Oggi la scuola è di normalizzazione.

Oggi la scuola è in dematerializzazione, infatti, dal prossimo anno scolastico sarà introdotto il registro elettronico creando il panico tra gli italiani, che da sempre non sono pronti alle innovazioni. Sopratutto i genitori. Mi viene in mente il libro di Michel Serres "Non è un mondo per vecchi" (ne avevo già scritto in passato, Serres, ottuagenario, forse più conosciuto per il suo insegnamento presso la Stanford University, è un sostenitore del libero accesso alla conoscenza, in particolare di Wikipedia ).

Oggi insegnanti escono dal precariato a 64 anni, poco prima del pensionamento...

Oggi insegnare è forse più un'ambizione a trovare un posto di lavoro più che una vocazione, purtroppo la qualità si confronta con la competizione. Agli insegnanti poi che sono in continuo aggiornamento, quindi più preparati, non è riconosciuto il loro maggiore impegno.

Non ho ancora letto di Ivan Illich "descolarizzare la scocietà", anni 70, però mi sento meglio dopo aver visto l'ultimo film Disney "Moster university", anche Walt Disney era dislessico lo sapevate?

Credo fortemente che la scuola sia importante per contrastare l'ignoranza, non per promuovere chi "conosce" più nozioni. Giustamente come scriveva Eric Fromm, tutti dovremmo rifrequentare la scuola dai quarant'anni in poi, proprio per completare il percorso individuale di formazione, dopo le esperienze di vita vissuta, semplicemente si è più maturi.

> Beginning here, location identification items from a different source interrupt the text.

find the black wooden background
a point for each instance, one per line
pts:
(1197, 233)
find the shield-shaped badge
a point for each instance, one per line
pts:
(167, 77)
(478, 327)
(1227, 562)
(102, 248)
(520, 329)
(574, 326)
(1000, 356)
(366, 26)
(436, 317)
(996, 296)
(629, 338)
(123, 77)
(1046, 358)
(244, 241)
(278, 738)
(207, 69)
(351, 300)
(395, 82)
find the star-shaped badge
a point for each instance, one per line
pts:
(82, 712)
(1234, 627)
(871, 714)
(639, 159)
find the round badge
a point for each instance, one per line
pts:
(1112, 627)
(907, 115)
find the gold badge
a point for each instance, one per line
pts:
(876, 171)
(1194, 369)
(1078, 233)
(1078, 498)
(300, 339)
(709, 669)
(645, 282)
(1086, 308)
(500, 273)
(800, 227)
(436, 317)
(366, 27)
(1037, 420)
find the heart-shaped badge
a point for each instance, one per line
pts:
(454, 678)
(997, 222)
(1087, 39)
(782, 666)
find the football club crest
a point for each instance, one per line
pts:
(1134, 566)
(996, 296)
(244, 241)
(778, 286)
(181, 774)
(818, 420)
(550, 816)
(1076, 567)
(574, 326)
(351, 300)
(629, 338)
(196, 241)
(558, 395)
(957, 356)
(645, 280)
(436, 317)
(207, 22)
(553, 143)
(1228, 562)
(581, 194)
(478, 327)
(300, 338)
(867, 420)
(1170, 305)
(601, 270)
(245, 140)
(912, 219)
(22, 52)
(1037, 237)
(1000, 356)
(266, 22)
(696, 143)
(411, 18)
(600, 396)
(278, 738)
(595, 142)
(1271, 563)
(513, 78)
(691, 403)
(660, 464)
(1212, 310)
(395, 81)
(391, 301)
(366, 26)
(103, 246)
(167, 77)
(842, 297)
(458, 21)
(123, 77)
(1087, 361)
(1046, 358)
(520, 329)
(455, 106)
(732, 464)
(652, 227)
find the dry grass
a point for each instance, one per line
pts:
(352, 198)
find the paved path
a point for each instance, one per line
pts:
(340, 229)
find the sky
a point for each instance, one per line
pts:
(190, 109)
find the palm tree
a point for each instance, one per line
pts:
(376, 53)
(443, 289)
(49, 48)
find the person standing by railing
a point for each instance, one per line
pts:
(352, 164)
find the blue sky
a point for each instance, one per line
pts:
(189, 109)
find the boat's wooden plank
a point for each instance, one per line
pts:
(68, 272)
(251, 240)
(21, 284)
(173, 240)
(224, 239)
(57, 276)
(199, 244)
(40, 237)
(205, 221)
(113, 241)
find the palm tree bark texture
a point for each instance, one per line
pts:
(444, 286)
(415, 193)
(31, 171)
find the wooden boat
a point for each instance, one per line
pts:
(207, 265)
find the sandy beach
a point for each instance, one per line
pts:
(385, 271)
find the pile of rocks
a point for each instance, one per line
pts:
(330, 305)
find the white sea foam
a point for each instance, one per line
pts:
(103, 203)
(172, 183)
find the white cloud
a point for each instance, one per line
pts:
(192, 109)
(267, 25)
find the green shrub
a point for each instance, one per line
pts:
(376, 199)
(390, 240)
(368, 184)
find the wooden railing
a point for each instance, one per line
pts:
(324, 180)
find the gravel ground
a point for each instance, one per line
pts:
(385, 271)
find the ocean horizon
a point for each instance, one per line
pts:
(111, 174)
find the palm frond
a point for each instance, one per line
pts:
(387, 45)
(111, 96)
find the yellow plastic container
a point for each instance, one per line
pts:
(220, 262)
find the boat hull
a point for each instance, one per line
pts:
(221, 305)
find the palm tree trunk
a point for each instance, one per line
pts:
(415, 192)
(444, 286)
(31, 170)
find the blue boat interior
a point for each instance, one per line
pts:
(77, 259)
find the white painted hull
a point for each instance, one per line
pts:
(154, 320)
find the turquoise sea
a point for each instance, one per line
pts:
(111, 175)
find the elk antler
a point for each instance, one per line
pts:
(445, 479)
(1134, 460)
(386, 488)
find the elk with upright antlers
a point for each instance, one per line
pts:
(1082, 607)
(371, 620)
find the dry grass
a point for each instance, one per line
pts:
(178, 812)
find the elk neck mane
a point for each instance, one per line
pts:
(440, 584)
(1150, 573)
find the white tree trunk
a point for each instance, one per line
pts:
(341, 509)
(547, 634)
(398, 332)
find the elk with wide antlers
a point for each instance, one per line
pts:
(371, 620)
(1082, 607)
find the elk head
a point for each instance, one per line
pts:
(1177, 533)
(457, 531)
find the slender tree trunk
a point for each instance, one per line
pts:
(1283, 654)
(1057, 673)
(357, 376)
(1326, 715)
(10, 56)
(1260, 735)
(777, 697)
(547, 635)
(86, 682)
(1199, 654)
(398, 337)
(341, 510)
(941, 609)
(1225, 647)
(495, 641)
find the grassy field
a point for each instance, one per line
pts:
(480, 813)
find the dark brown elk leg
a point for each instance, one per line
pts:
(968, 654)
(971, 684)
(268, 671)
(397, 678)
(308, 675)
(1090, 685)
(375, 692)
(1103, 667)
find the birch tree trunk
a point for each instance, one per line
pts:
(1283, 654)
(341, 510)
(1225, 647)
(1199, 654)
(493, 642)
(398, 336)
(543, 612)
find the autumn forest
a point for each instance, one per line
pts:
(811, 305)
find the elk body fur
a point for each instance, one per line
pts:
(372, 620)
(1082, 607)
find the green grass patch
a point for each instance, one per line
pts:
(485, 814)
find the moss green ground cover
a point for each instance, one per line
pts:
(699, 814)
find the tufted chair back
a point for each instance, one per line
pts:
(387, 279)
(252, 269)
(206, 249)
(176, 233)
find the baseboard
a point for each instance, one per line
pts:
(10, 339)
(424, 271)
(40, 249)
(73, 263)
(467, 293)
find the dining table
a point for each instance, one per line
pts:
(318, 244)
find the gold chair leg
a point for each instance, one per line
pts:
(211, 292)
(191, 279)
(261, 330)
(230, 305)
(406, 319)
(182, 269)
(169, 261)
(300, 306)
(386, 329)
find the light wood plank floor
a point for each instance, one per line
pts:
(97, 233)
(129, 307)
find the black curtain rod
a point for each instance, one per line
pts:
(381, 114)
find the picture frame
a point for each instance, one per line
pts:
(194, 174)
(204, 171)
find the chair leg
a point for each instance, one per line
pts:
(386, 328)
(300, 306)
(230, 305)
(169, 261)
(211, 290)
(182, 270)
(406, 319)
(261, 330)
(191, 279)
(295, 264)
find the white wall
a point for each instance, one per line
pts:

Oggi manca l'etica a scuola, nel lavoro, nella politica, nella vita di tutti i giorni?

Credo anche che ci si dovrebbe soffermare di più a riflettere e dedicarsi all'insegnamento dell'etica; oggi questa parola suona un pochino obsoleta,  la parola a cui siamo assuefatti è "business as usual".

Il buon senso e l'etica, anche ai livelli più alti d’istruzione, non sempre la vince sul profitto: chissà se i piloti dei caccia bombardieri che stanno per decollare alla volta dei cieli siriani, utilizzeranno al meglio il loro più alto livello d’istruzione? Ingegneri che progettano strumenti di guerra, metalmeccanici specializzati che  li realizzano, piloti che volano e perseguono un obbiettivo escogitato da generali e approvato da capi di stato molto istruiti, chissà se si ricordano le più banali lezioni che si apprendono all'asilo? Non bisticciare, non litigare, condividere, sorridere, fare la pace, dai giochiamo tutti insieme che è meglio.
...
Non è che più ci si istruisce, più si perde di vista l'etica? No, è che è l'unico posto dove  la  si insegna e la si mette in pratica è la scuola materna, forse in rari casi anche alle scuole elementari.